Being able to respect, listen and understand your partner’s views and vice versa is most essential in any relationship. Can you honestly say that this is true in your case? If this is so, saving a relationship is still possible

A relationship is where you can find solace and security when everything has gone awry. It is where you momentarily take a breather, take stock of things and regain your strength and self-confidence. If this is not where you are at during troubled times, then the relationship may not be happening at all.

Issues about unfaithfulness should be dealt with promptly because jealousy and distrust can eat up even healthy relationships. If you and your partner are not able to trust each other, you should both consider undergoing marriage counseling or therapy.

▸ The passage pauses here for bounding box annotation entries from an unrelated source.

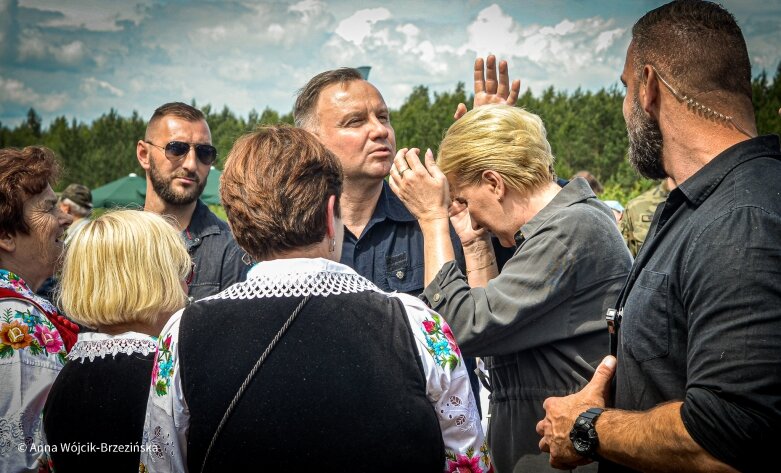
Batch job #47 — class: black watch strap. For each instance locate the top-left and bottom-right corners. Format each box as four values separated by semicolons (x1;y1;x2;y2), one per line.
570;407;605;461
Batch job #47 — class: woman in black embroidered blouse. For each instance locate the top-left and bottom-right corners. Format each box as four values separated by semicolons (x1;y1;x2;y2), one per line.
43;210;191;473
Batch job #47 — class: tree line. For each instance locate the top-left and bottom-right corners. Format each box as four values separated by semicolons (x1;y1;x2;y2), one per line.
0;64;781;203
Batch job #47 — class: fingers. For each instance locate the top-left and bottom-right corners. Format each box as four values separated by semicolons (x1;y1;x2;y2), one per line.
496;61;514;99
507;79;521;107
583;356;616;405
423;148;444;177
453;103;466;120
485;54;498;95
474;57;485;94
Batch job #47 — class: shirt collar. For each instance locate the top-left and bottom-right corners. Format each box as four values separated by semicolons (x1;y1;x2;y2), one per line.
673;135;781;206
187;199;220;237
371;181;415;222
78;332;157;342
247;258;357;279
515;177;596;244
0;269;57;314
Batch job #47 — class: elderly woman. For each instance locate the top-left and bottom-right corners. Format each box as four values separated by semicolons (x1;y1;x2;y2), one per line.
390;105;631;472
141;128;491;472
43;210;192;473
0;146;78;473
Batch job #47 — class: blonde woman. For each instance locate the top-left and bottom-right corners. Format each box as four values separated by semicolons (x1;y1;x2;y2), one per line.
44;210;191;472
141;127;491;473
390;105;631;472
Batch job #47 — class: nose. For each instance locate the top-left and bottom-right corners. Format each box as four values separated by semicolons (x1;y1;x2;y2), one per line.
182;145;198;171
370;115;390;140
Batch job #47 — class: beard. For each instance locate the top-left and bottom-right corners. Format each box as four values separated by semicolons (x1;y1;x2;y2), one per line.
626;95;667;179
149;159;206;205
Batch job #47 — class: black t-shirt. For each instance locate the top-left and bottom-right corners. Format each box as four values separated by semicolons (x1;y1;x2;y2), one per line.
601;136;781;471
43;344;155;473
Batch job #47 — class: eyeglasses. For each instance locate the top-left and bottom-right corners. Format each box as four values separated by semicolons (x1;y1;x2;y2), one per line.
144;140;217;166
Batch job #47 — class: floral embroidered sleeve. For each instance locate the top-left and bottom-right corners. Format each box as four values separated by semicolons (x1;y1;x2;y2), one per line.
139;311;190;473
393;294;493;472
0;298;66;472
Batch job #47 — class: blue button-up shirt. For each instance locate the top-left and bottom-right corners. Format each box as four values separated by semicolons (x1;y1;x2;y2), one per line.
341;182;465;296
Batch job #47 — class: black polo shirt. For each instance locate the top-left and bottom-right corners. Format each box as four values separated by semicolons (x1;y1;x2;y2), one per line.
602;136;781;471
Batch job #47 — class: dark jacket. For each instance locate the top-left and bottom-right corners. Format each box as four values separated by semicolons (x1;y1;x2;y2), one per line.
182;200;249;300
423;178;632;473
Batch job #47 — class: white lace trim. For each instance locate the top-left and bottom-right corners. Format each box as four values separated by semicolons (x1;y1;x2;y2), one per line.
68;334;157;363
205;271;381;300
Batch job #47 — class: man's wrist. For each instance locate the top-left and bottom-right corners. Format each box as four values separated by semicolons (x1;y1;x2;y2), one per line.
569;407;605;461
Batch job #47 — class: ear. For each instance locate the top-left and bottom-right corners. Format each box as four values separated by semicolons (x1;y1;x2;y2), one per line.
136;140;150;171
482;169;507;201
0;233;16;253
638;64;661;120
325;195;336;239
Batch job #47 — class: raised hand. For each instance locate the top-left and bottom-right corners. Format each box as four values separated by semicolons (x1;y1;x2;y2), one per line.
388;148;450;223
449;200;486;246
453;54;521;120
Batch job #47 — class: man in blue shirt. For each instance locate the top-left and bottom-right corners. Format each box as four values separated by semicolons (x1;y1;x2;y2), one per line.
295;68;464;296
294;68;480;410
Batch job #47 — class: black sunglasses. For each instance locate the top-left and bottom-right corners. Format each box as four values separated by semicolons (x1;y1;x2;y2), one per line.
144;140;217;165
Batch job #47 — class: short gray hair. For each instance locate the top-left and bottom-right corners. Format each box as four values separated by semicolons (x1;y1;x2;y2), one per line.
293;67;363;132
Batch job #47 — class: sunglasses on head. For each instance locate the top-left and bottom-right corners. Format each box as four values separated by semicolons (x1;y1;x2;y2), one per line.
144;141;217;165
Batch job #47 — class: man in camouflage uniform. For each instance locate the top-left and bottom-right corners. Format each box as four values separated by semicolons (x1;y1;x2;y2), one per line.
621;177;675;257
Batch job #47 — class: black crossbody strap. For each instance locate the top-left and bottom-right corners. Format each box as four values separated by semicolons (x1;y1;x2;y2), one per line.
201;294;312;473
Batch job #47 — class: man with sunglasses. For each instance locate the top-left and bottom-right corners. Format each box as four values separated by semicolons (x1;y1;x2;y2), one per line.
136;102;248;300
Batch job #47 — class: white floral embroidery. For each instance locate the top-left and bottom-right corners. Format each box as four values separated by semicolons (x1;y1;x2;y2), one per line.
204;260;382;300
149;425;174;461
68;332;157;363
440;390;479;432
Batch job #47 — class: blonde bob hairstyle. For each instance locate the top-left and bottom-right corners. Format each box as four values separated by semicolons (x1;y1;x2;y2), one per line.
437;105;555;195
58;210;191;328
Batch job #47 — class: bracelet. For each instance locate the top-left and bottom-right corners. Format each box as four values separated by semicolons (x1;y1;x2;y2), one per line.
466;258;496;275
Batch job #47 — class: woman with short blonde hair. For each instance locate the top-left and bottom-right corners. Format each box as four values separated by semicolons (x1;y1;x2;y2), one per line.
44;210;192;472
58;210;191;335
390;105;632;471
141;127;484;472
437;106;554;193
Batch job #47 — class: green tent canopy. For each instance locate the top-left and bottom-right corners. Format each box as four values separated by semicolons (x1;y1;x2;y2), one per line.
92;166;222;208
92;173;146;208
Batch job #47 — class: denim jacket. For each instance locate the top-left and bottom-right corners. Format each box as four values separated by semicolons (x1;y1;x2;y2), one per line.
182;200;249;300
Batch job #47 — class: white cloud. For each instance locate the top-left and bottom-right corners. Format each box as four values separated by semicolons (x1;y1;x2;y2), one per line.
20;0;151;31
334;8;391;45
81;77;125;97
0;76;68;112
19;29;88;66
460;5;627;74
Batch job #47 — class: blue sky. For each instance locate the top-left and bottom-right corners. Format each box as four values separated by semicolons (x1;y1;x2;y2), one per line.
0;0;781;126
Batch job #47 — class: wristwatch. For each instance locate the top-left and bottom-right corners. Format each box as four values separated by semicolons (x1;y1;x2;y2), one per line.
569;407;604;460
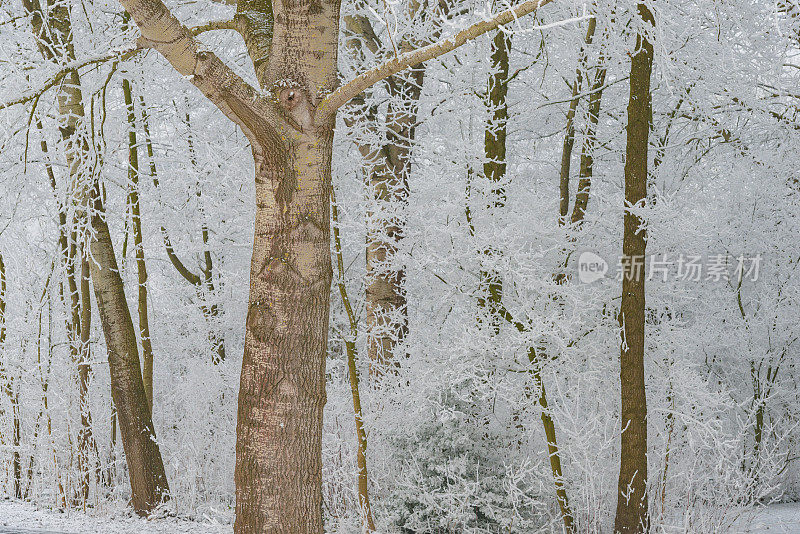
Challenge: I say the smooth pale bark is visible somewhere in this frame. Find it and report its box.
[614,4,655,534]
[78,247,100,503]
[122,78,153,414]
[119,0,548,534]
[36,121,97,505]
[25,0,168,514]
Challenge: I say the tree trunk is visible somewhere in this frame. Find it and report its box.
[0,254,22,499]
[572,32,606,226]
[25,0,168,514]
[558,17,597,225]
[139,95,225,364]
[614,4,655,534]
[331,189,375,532]
[117,0,549,534]
[122,78,153,414]
[78,246,95,503]
[234,131,332,534]
[89,182,169,515]
[234,2,339,534]
[478,30,511,334]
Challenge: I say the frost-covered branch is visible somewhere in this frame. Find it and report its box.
[0,47,143,109]
[317,0,552,124]
[189,19,239,36]
[122,0,278,141]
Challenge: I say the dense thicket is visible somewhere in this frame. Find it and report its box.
[0,0,800,533]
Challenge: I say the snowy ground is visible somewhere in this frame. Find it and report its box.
[0,501,800,534]
[0,501,233,534]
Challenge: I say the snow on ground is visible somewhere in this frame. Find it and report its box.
[740,503,800,534]
[0,501,800,534]
[0,501,233,534]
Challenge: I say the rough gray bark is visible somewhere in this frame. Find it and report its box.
[118,0,548,534]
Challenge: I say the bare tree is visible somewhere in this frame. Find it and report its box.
[119,0,547,534]
[25,0,168,514]
[614,3,655,534]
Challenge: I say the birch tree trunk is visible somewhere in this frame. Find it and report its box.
[122,78,153,414]
[117,0,549,534]
[614,3,655,534]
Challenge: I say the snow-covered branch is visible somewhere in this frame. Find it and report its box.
[317,0,552,124]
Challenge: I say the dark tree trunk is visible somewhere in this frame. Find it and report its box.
[614,4,655,534]
[89,183,169,514]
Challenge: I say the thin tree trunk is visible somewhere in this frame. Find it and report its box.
[478,30,511,334]
[614,3,655,534]
[361,4,438,373]
[571,31,606,226]
[331,188,375,532]
[558,17,597,225]
[0,254,22,499]
[89,182,169,514]
[139,95,225,364]
[78,246,100,506]
[36,121,96,506]
[122,78,153,414]
[25,0,168,514]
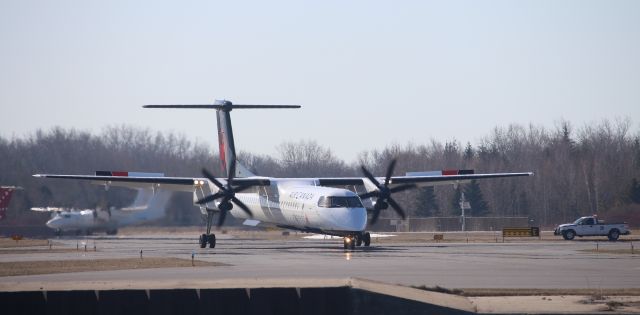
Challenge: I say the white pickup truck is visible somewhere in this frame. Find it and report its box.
[553,216,630,241]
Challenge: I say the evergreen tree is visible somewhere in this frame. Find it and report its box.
[464,142,476,161]
[415,187,440,217]
[458,180,489,217]
[629,178,640,203]
[450,185,462,215]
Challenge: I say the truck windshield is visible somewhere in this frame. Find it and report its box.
[318,196,363,208]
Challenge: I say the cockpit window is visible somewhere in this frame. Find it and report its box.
[318,196,363,208]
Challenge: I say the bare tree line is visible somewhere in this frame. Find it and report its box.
[0,119,640,226]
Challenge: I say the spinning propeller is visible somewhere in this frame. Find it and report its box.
[196,165,255,227]
[359,159,416,225]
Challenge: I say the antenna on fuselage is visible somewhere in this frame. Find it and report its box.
[142,100,302,177]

Saving a relationship is a monumental task and any decision to save or end it should be taken only after all relevant issues have been seriously taken into consideration. After presenting yourself with these questions and giving truly honest answers, then you can perhaps adjudge if you should quit now or persevere at saving a relationship.



so my ex and i are trying to get back together but there is one problem. can you help?

how to get back with my ex
Ashley Renee asked:


the problem is a girl named brittany. he met her when we broke up and they have this relationship. well they had ***. and now he wants to get back together with me. so of course he wanted to have a clean slate and he told me what happened between him and brittany. i was shocked because during our breakup, i didn’t date and i turned guys down because i still had feelings for him. it also didn’t help the fact that me and him were still talking to each other while we were broken up. so it is safe to say we still had feelings for each other while we were broken up. i told him if he wanted it to work out between us that he is going to have to tell her about me and to stop talking to her out of respect. i also told him that he cant have both of us. either he talks to me and leave her or he talks to her and stop talking to me. he said he would tell her. this happened on tuesday. well yesterday i find out that they are still talking to each other. so i stopped talking to him and i guess he didn’t take me serious. he told me he told her but its obvious that the message wasn’t clear. do you think its okay to talk to someone you had *** with while trying to get back together with your ex?